New Mexico Geological Society Annual Spring Meeting — Abstracts

A compilation of thermochronologic age-elevation transects shows temporally and spatially partitioned Cenozoic cooling indicative of multistage uplift of the Rocky Mountain region. These data lead to a testable hypothesis that explains the present data: 1) Laramide contraction and cooling of the basement, recorded by hanging wall blocks near the eastern and western Front Range uplifts and some Colorado Plateau monoclines, with typical cooling rates of 60m/Ma from 75-45 Ma; 2) Relative tectonic quiescence from 45-35 Ma during which the Rocky Mountain Erosion Surface developed; 3) Initial stages of long wavelength uplift driven by the Oligocene ignimbrite flare-up resulted in the deposition of the “Eocene” conglomerates in latest Eocene/earliest Oligocene and creating the Great Plains topographic ramp. Typical exhumation rates from 38-25 Ma were 100 m/Ma; 4) Relative tectonic quiescence from 25-10 Ma, inferred to reflect changing far field stress regimes culminating in, 5) Neogene acceleration of cooling and exhumation to rates >120, driven by small scale mantle convection.
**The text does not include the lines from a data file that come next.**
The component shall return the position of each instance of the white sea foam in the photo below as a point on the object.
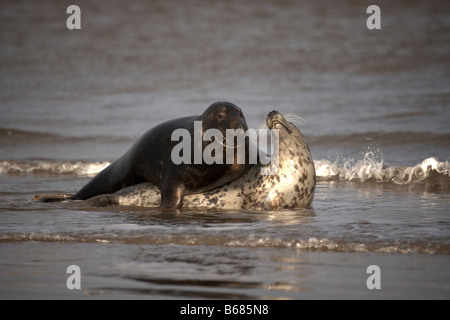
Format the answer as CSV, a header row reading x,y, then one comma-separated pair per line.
x,y
78,168
371,168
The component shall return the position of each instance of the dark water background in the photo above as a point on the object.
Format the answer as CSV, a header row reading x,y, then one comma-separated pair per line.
x,y
376,105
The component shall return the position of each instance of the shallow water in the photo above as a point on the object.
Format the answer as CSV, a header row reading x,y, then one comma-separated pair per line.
x,y
376,110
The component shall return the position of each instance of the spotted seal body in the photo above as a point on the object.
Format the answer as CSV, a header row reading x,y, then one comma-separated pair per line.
x,y
292,187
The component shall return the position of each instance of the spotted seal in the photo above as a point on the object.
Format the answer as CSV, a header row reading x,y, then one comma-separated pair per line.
x,y
292,187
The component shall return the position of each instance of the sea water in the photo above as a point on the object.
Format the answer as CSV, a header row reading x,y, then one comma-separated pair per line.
x,y
376,105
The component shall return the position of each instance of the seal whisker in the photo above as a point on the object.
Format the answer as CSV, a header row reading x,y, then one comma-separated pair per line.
x,y
291,117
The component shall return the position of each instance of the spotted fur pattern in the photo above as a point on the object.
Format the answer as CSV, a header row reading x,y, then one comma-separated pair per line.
x,y
292,187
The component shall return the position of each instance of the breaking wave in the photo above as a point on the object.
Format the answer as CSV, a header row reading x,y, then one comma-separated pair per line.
x,y
77,168
307,244
368,169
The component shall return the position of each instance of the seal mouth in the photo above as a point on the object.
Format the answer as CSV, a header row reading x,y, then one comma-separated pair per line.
x,y
275,120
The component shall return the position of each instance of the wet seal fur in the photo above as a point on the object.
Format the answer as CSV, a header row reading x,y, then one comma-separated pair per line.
x,y
292,187
149,160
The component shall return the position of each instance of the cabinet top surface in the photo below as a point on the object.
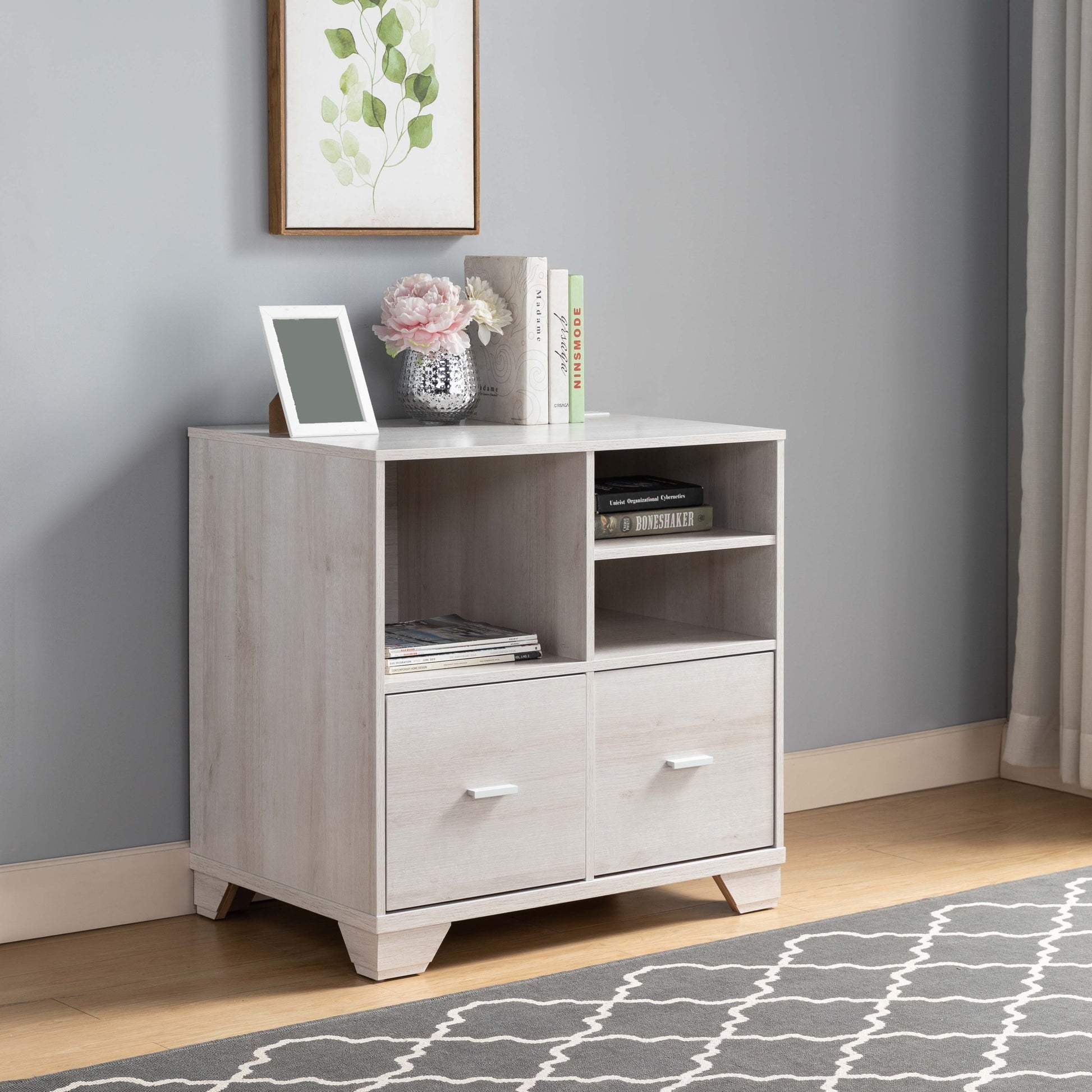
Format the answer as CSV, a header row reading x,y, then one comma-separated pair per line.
x,y
407,439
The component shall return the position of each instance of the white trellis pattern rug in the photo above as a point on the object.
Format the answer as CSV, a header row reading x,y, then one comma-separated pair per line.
x,y
988,989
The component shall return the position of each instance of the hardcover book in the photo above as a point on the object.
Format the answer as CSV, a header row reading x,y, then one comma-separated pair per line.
x,y
558,300
576,348
659,521
449,634
636,492
512,368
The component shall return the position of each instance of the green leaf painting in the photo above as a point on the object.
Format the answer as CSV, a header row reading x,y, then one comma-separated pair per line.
x,y
390,30
375,112
379,118
342,43
394,66
348,78
421,130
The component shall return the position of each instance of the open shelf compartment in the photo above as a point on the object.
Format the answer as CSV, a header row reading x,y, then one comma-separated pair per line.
x,y
692,594
741,484
499,540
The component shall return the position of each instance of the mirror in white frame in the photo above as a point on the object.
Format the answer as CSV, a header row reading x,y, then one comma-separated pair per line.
x,y
318,371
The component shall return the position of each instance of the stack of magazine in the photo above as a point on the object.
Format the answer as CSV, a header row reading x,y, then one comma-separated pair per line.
x,y
643,505
453,641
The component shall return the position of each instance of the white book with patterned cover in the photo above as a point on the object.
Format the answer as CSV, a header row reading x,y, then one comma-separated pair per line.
x,y
558,300
513,377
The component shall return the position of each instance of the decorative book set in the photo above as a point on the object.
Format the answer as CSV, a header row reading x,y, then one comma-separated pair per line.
x,y
534,373
641,505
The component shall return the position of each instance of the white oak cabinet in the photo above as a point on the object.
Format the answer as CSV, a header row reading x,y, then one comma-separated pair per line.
x,y
644,748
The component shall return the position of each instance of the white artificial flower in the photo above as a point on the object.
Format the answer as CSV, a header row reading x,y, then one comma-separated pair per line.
x,y
490,310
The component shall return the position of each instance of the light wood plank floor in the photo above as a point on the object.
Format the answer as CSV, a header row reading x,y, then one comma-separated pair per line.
x,y
90,997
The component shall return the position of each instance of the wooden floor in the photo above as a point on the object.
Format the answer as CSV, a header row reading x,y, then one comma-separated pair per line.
x,y
90,997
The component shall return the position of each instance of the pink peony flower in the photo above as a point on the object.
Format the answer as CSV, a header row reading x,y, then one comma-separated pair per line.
x,y
426,314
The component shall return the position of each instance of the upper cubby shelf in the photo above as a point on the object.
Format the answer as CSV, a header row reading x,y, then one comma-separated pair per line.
x,y
687,543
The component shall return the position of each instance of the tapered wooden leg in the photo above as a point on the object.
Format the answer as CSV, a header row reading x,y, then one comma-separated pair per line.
x,y
756,889
383,956
215,899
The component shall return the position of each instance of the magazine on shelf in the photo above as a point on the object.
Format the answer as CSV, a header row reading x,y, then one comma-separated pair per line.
x,y
450,634
404,664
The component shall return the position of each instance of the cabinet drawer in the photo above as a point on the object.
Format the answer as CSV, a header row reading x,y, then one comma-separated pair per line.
x,y
444,845
714,720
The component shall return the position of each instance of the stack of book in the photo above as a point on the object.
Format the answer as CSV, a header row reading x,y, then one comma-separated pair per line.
x,y
452,641
534,371
640,505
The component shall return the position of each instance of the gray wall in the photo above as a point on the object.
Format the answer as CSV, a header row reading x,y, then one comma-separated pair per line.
x,y
811,198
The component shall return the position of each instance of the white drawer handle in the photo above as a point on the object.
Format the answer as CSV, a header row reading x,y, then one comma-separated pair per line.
x,y
688,764
481,794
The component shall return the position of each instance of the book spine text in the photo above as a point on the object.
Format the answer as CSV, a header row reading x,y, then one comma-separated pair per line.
x,y
666,521
577,348
558,301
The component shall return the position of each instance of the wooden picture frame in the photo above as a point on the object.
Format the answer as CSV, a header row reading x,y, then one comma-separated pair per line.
x,y
283,215
307,361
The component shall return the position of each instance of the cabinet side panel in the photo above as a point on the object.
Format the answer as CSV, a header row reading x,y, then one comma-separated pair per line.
x,y
287,705
779,685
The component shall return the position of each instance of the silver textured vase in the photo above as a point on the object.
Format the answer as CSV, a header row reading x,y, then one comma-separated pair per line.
x,y
438,388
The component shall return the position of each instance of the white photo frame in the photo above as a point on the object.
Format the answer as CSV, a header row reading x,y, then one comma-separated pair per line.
x,y
314,379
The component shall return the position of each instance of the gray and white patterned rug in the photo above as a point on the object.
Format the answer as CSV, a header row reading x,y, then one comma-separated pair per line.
x,y
990,988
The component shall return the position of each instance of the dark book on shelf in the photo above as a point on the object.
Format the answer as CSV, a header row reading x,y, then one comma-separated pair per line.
x,y
634,493
450,634
659,521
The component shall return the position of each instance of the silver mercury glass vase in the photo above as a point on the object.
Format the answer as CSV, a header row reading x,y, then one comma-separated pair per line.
x,y
438,388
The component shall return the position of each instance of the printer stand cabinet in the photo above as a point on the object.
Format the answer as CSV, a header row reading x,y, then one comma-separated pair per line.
x,y
644,748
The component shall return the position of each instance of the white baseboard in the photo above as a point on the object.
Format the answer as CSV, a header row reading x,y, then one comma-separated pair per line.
x,y
70,894
816,779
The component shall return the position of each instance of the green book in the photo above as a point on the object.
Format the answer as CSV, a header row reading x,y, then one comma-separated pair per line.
x,y
576,348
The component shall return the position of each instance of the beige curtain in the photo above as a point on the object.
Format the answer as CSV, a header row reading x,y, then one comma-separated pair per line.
x,y
1051,722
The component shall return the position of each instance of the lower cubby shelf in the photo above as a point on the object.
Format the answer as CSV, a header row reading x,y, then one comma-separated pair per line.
x,y
622,640
625,640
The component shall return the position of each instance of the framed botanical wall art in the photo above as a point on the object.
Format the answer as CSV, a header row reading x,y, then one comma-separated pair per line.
x,y
373,113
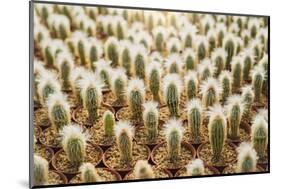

This study focuses on the transition from post-Laramide quiescence into the Oligocene by examining five geologic units that span the southern Rocky Mountains. We hypothesize these units are related in that they record the initial pulse of uplift associated with Oligocene volcanism. Recent studies indicate that deposition of the Telluride Conglomerate initiated just prior to and ended just after the onset of Oligocene San Juan volcanism, supported by the presence of volcanic clasts in the upper portions of the unit. The Blanco Basin may be the eastward expression of similar early unroofing of the Needles Mountains. The coeval El Rito and Galisteo Formations may also record uplift in the southern Rockies. We have begun detrital zircon analysis and plan apatite fission track analysis on these units to test if they can be temporally and spatially linked to create a surface datum recording the Rocky Mountain landscape just prior to and in early stages of the ignimbrite flare-up. Beginning with the model of the Rocky Mountain Erosion Surface, and combining geochronologic and thermochronologic histories, our goal is to reconstruct the pre-Oligocene Rocky Mountain topography to constrain postOligocene and Neogene Rocky Mountain uplift histories.